Thursday, October 1, 2015

FSB Updates FX Benchmark Progress

The Financial Stability Board (FSB), created in 2009 by the G20 to reform international financial regulation, includes as part of its mandate a role in standard setting and in promoting members’ implementation of international standards. In September 2014 it issued a report highlighting recommended solutions to prevent a repeat of the FX benchmark scandal. Today it released an update to look at progress made since that report.

The update is fairly positive ("having moved the market in a favourable direction"), highlighting improvements, but also mentioning areas where it believes that more work needs to be done.

The points made include:
1) There have been useful reforms in the methodology used in the WM Reuters (WMR) fix but that more can do done, and mentions certain central banks adjusting their fix methodologies as well.

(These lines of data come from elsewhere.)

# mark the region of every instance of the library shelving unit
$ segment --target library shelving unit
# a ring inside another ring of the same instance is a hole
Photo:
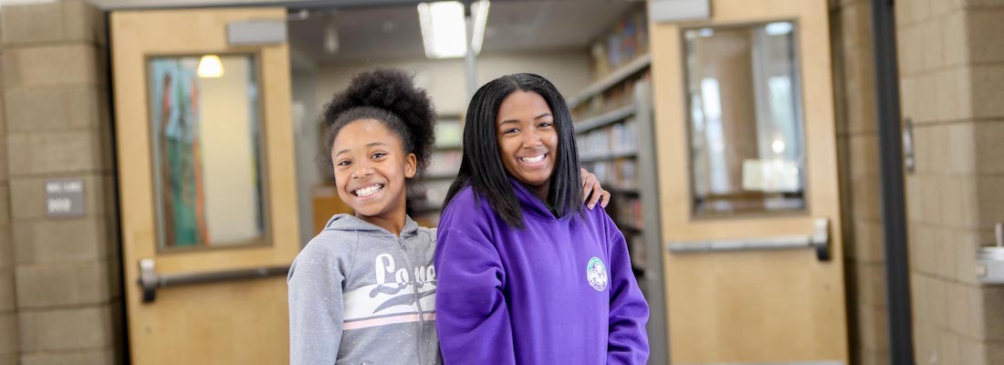
[[[606,208],[628,241],[651,308],[649,341],[665,343],[665,287],[655,160],[652,58],[643,54],[568,98],[579,162],[612,198]]]
[[[419,226],[439,226],[443,201],[450,184],[460,170],[462,130],[460,114],[440,114],[436,122],[436,149],[430,158],[429,169],[420,176],[419,191],[409,202],[409,215]]]

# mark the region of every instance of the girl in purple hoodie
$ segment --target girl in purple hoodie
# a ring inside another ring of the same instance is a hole
[[[623,235],[583,210],[564,99],[500,77],[467,109],[464,157],[437,234],[446,364],[644,364],[649,306]]]

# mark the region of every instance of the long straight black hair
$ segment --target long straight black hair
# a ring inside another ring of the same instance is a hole
[[[547,101],[557,127],[558,146],[546,204],[557,217],[582,214],[581,175],[578,149],[568,104],[558,89],[546,78],[533,73],[505,75],[481,86],[467,107],[464,125],[464,157],[457,179],[450,186],[444,205],[449,205],[465,187],[486,197],[510,227],[523,228],[519,199],[509,181],[509,173],[499,154],[496,118],[502,100],[515,91],[534,92]]]

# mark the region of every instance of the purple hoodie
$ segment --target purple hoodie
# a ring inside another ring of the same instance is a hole
[[[511,178],[510,178],[511,179]],[[649,305],[602,209],[554,218],[513,181],[525,228],[470,187],[437,234],[436,328],[446,364],[644,364]]]

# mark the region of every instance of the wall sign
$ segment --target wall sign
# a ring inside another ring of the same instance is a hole
[[[83,180],[45,180],[45,215],[54,218],[83,217]]]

The FSB reiterates that all fixes need to be reviewed, not just the WMR fix.

2) "Recommendations suggested to increase transparency in pricing for fix transactions have seen good implementation among the largest market participants and for the most used benchmarks, but that elsewhere there is scope for further improvement".

3) "Steps to separate dealers’ fixings business from other activities are being taken by the larger participants and in the most active markets, but again there is room for further implementation in other areas of the FX market. For the execution of benchmark transactions, industry-led initiatives to promote greater use of independent netting and execution facilities are seeing welcome progress".

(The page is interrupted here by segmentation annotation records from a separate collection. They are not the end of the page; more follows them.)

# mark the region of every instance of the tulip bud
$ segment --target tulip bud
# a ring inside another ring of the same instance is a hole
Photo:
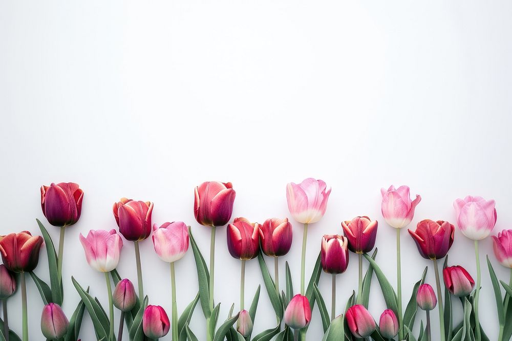
[[[287,218],[267,219],[260,225],[260,244],[267,256],[276,257],[287,254],[292,237],[291,224]]]
[[[16,291],[14,275],[4,264],[0,264],[0,299],[10,297]]]
[[[320,260],[328,274],[344,272],[349,264],[347,238],[339,235],[325,235],[322,239]]]
[[[421,284],[418,288],[416,303],[422,310],[432,310],[437,304],[437,298],[430,284]]]
[[[377,327],[373,317],[361,304],[356,304],[349,308],[345,314],[345,319],[350,332],[356,337],[368,337]]]
[[[290,328],[300,329],[311,321],[311,309],[308,298],[297,294],[292,298],[285,311],[285,323]]]
[[[119,281],[112,294],[114,305],[121,311],[130,311],[137,303],[137,294],[132,281],[127,279]]]
[[[237,330],[244,337],[247,337],[252,332],[252,320],[249,312],[245,309],[240,312],[238,316]]]
[[[142,316],[142,330],[150,338],[163,337],[169,332],[170,323],[165,310],[160,306],[148,305]]]
[[[475,287],[475,281],[471,275],[460,265],[444,268],[443,278],[448,291],[457,297],[467,296]]]
[[[342,223],[342,227],[349,243],[349,249],[356,254],[370,252],[375,245],[377,220],[368,217],[356,217]]]
[[[66,335],[69,321],[60,307],[50,303],[42,309],[41,315],[41,331],[47,338],[56,340]]]
[[[385,338],[393,338],[398,333],[399,327],[395,312],[390,309],[384,310],[379,320],[380,335]]]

4) "Work is underway to improve market conduct practices, both within individual firms and through market-wide initiatives, including the global effort underway to develop a single code of conduct for the foreign exchange market through the Bank for International Settlements (BIS) Markets Committee working group on FX markets".

5) "While many index providers and end-users have increased their focus on the due diligence around FX benchmark use, there is scope for greater follow-through on this on the part of some market participants".

All in all, it appears that while some additional fix changes may be seen, for the most part fix reform will primarily involve broadening the changes already made to cover additional fixes and additional market participants. The probable exception will be the new international code of conduct being created by the BIS. This will replace the many different codes currently in force in markets around the world and will impact bank behavior.